The Pietermaritzburg High Court heard a matter in which trustees of a body corporate negotiated a discount of levies due by a defaulting owner – Zikalala v Body Corporate of Selma Court and another [2021] JOL 51087 (KZP).

The court held, per Chetty J, that even if the two trustees did give their consent and accepted the appellant’s offer, such acceptance was invalid for want of compliance with their statutory duty under the Sectional Titles Schemes Management Act 8 of 2011 (STSMA).

The body corporate could not even sanction the agreement to give a discount on levies by a special resolution. In the raising of levies a body corporate is performing a statutory duty and levies, so raised, become a statutory debt that cannot be compromised by settlement.

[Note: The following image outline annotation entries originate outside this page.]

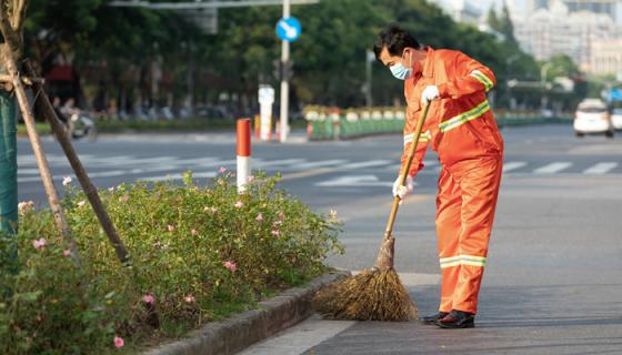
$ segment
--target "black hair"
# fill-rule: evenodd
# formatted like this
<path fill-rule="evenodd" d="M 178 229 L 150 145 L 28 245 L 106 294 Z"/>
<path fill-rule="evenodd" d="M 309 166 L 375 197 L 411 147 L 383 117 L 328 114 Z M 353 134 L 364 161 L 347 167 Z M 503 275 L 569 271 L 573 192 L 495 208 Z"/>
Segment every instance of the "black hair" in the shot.
<path fill-rule="evenodd" d="M 378 33 L 378 38 L 373 44 L 373 52 L 378 61 L 380 61 L 380 52 L 382 52 L 384 47 L 387 47 L 387 50 L 391 55 L 402 55 L 402 52 L 407 47 L 421 49 L 419 41 L 410 34 L 409 31 L 402 29 L 397 23 L 389 24 L 380 31 L 380 33 Z"/>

It follows therefore that absent any express or implied power that is accorded to a body corporate in the STSMA, the trustees may not conclude an agreement outside the ambit of the powers given in terms of the STSMA. To the extent that an act is outside the powers given in the STSMA, the body corporate as a creature of statute, will be construed to  have acted ultra vires. Likewise, it would not be competent for the body corporate to sanction an act which is ultra vires by way of a special resolution.

Management rule 25 expressly grants to the body corporate the power to impose levies and contributions from owners. Where an owner fails in the obligation to pay such amounts, the body corporate is empowered to take action to recover such amounts, including interest and costs.

The court held that there is no power in the Management rules or the STSMA that permits the body corporate to compromise on its obligation to collect levies or contributions. To the extent that such amounts are owing, it is worth noting that the language employed in Management rule 21(2)(b) precludes a body corporate from ‘refunding to any member a contribution lawfully levied and paid’.

In Malan J in Body Corporate of Fish Eagle v Group Twelve Investments (Pty) Ltd 2003 (5) SA 414 (W) a body corporate that was involved in litigation to collect outstanding levies, resolved at a special general meeting that  ‘the body corporate will not continue with any litigation and previous litigation will now be cancelled’.

The court held that :

“Any such resolution is ultra vires the applicant. In terms of s 37(1)(d) (of the STSMA), one of the functions of the applicant body corporate is to raise amounts by the levying of contributions on the owners in proportion to the quotas of their respective sections. In terms of s 39(1) of the Sectional Titles Act, the trustees of the applicant were obliged to perform this function. In law, a body corporate has no power to pass a resolution to the effect that it will not carry out one or more of the duties imposed upon it by s 37 read with s 39 of the Sectional Titles Act.”